After you have enabled the nvidia-gpu-operator app in the workspace on the necessary clusters, proceed to the next section.

Select the Correct Toolkit Version for your NVIDIA GPU Operator

The NVIDIA Container Toolkit allows users to run GPU accelerated containers. The toolkit includes a container runtime library and utilities to automatically configure containers to leverage NVIDIA GPU and must be configured correctly according to your base operating system.

Workspace (Attached and Managed clusters) Customization

Refer to AppDeployment resources for how to use the CLI to customize the platform application on a workspace.

If specific attached/managed clusters in the workspace require different configurations, refer to Customize an Application per Cluster for how to do this.
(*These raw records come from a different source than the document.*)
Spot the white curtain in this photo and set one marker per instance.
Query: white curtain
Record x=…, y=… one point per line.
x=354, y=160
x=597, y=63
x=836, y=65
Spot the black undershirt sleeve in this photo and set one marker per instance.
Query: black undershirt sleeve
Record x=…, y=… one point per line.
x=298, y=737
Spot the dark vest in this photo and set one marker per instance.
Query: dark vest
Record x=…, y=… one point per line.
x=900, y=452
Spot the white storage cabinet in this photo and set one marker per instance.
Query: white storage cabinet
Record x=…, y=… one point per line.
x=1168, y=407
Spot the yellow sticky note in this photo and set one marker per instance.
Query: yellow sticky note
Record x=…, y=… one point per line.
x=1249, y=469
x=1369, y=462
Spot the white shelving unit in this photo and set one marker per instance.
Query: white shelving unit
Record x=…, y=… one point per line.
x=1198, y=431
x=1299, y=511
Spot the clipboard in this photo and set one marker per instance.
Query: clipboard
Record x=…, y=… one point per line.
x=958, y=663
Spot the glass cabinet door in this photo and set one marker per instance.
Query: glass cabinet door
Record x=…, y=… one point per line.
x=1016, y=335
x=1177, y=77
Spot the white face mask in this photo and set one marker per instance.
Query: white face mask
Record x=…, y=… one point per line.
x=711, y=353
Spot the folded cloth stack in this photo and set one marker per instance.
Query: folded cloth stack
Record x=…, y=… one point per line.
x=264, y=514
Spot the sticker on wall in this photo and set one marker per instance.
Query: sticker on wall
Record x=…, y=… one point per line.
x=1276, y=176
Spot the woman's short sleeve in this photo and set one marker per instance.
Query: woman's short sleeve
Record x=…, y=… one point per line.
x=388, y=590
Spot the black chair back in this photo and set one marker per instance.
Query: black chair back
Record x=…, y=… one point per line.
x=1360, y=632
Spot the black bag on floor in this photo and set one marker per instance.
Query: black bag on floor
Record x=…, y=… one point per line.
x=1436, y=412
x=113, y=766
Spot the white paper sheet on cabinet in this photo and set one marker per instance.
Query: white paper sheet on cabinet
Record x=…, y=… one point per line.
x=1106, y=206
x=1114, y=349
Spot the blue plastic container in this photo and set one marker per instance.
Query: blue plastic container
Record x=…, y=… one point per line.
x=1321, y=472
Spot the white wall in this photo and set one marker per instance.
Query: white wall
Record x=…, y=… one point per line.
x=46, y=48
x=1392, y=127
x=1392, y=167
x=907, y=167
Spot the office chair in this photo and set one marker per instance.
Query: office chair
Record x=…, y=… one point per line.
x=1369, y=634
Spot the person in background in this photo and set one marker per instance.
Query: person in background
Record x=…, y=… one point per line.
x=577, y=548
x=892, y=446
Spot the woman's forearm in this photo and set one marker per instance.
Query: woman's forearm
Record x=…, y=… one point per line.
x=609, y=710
  1. Select the correct Toolkit version based on your OS and create a ConfigMap with these configuration override values:

    Centos 7.9/RHEL 7.9:
    If you’re using Centos 7.9 or RHEL 7.9 as the base operating system for your GPU enabled nodes, set the toolkit.version parameter in your install.yaml to the following:

    cat <<EOF | kubectl apply -f -
    apiVersion: v1
    kind: ConfigMap
    metadata:
      namespace: ${WORKSPACE_NAMESPACE}
      name: nvidia-gpu-operator-overrides-attached
    data:
      values.yaml: |
        toolkit:
          version: v1.10.0-centos7
    EOF
    CODE

    RHEL 8.4/8.6 and SLES 15 SP3
    If you’re using RHEL 8.4/8.6 or SLES 15 SP3 as the base operating system for your GPU enabled nodes, set the toolkit.version parameter in your install.yaml to the following:

    cat <<EOF | kubectl apply -f -
    apiVersion: v1
    kind: ConfigMap
    metadata:
      namespace: ${WORKSPACE_NAMESPACE}
      name: nvidia-gpu-operator-overrides-attached
    data:
      values.yaml: |
        toolkit:
          version: v1.10.0-ubi8
    EOF
    CODE

    Ubuntu 18.04 and 20.04
    If you’re using Ubuntu 18.04 or 20.04 as the base operating system for your GPU enabled nodes, set the toolkit.version parameter in your install.yaml to the following:

    cat <<EOF | kubectl apply -f -
    apiVersion: v1
    kind: ConfigMap
    metadata:
      namespace: ${WORKSPACE_NAMESPACE}
      name: nvidia-gpu-operator-overrides-attached
    data:
      values.yaml: |
        toolkit:
          version: v1.11.0-ubuntu20.04
    EOF
    CODE
  2. Note the name of this ConfigMap (nvidia-gpu-operator-overrides-attached) and use it to set the necessary nvidia-gpu-operator AppDeployment spec fields depending on the scope of the override. Alternatively, you can also use the UI to pass in the configuration overrides for the app per workspace or per cluster.